Teniendo en cuenta que en un contexto multicultural podemos encontrarnos frente a personas
que no comparten el mismo estilo de negociación, lo más oportuno es asumir una actitud
18
exploratoria, centrada en la construcción de un espacio de sentido compartido, a partir de los
intereses y las necesidades comunes.
Pero para generar respuestas eficaces en contextos multiculturales complejos es necesario superar
lo que Sclavi y Susskind definen como barreras perceptivas (2011: 269): el miedo a los cambios, el
miedo al fracaso, las dudas respecto a un proceso considerado a priori largo, costoso y lento; una
concepción patriarcal de la autoridad. El Método de Construcción del Consenso (MCC) tiene en
común con otros enfoques participativos una visión diferente del poder, de la autoridad y del
conocimiento. Esto significa aceptar el riesgo y la incertidumbre como ingredientes necesarios
para el desarrollo de soluciones creativas.
Otro problema es que muchas personas consideran que no tienen las competencias necesarias
para participar en un proceso de construcción del consenso. En realidad la esencia del MCC es
bastante sencilla, se basa en la explicitación de los propios intereses y en la disposición a escuchar
y comprender las posiciones de las otras personas.

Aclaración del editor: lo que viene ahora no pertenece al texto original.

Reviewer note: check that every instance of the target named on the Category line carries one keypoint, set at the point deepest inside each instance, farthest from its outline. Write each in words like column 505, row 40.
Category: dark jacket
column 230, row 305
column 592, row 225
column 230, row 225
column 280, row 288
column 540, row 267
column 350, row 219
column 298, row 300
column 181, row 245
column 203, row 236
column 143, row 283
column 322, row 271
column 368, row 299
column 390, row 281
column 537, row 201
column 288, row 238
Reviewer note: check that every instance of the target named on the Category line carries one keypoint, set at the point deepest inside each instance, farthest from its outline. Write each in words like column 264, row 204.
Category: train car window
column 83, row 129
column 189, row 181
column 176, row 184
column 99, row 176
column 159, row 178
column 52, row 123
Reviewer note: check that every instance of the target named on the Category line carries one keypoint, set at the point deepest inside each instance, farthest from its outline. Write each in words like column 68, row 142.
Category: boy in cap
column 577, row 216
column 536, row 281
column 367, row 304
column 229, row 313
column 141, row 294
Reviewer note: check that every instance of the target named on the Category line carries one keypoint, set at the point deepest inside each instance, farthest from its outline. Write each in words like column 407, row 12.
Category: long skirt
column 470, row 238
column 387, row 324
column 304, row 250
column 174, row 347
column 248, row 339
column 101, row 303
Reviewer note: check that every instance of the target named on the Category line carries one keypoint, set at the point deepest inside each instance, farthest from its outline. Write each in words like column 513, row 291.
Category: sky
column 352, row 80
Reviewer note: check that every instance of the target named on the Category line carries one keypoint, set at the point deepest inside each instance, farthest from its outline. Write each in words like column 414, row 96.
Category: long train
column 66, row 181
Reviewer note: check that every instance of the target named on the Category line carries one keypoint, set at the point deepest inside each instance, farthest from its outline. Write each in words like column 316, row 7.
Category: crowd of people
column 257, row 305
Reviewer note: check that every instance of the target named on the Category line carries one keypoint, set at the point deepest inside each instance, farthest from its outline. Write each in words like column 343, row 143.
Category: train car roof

El método de la construcción del consenso hace importantes aportaciones a los procesos de
planificación intercultural entre las cuáles podríamos destacar las siguientes:
-
Se preocupa no solamente del derecho a la palabra, sino también del derecho a ser
escuchados/as y comprendidos/as. Este cambio de enfoque es importante porque, como
hemos subrayado, los contextos multiculturales suelen caracterizarse por cierta asimetría
del poder de negociación y por el hecho que puede que no se compartan los mismos
marcos culturales de referencia.
-
Hace hincapié en la importancia del empoderamiento y legitimación de las partes a través
de un proceso de trasformación de las relaciones entre personas y grupos.
-
Evidencia la importancia de la creación de “espacios de creatividad”: Para que se generen
soluciones alternativas y creativas es necesario crear un contexto apropiado que facilite la
multiplicación de las opciones y las iniciativas.
La construcción de una solución a un problema o una propuesta compartida es el fruto de un
proceso cooperativo en el cuál las diferencias se trasforman en valor añadido. Cada participante
explicita las propias posiciones y los propios intereses como contribución a una futura solución y
no en contraposición con las posiciones de los demás.